Sobre o Campo de Azulão

O Campo de Azulão, na bacia do rio Amazonas, foi descoberto há 20 anos, mas nunca havia sido explorado até o momento. A Eneva obteve a concessão de exploração junto à Agência Nacional de Energia Elétrica (Aneel), por meio do projeto Azulão-Jaguatirica, que foi vencedor no Leilão para Atendimento a Boa Vista e Localidades Conectadas, organizado pela Agência em maio deste ano.

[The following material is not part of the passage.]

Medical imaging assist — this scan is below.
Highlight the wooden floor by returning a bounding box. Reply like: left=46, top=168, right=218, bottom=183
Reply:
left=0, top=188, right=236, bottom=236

A Eneva irá produzir gás natural no Campo do Azulão, na bacia do Amazonas, liquefazer, e transportar em formato GNL (gás natural liquefeito), via caminhões, para Boa Vista (RR).  Lá, o gás passará pelo terminal de regaseificação e será entregue para a usina termelétrica (UTE) Jaguatirica II, de 117 MW de capacidade instalada, para atendimento ao sistema isolado de Roraima.

O Amazonas será o primeiro estado a liquefazer gás natural em terra do Brasil. O que ocorre no Campo de Azulão poderá ser replicado para o abastecimento de outras localidades no interior do estado, abrindo espaço para a substituição de diesel por gás natural, o que irá gerar menor custo e menos poluição.

“Nós temos, no meu conceito, a nossa carta de alforria, nossa liberdade e segurança de termos uma energia confiável. Costumo falar que Roraima e Amazonas são irmãos siameses e nós temos que birgar por isso, para que dê certo tanto para um estado quanto para outro. É um projeto ambicioso que deu certo por causa da determinação tanto do governador Antônio Denarium quanto do governador Wilson Lima. Nós estamos muito felizes e agradecidos ao governador Wilson”, disse Aluízio Nascimento, presidente do Instituto de Amparo à Ciência, Tecnologia e Inovação de Roraima, representante do governo de Roraima no evento.

Sobre a Eneva

A Eneva é uma empresa integrada, que une a atividade de produção de gás natural em terra à geração de energia. Sua atuação é centrada no Norte e Nordeste do país, o que contribui para o aumento da segurança energética da região e modicidade tarifária. A companhia é responsável por 46% da capacidade instalada de geração térmica do subsistema Norte e 11% da capacidade instalada de geração a gás do país.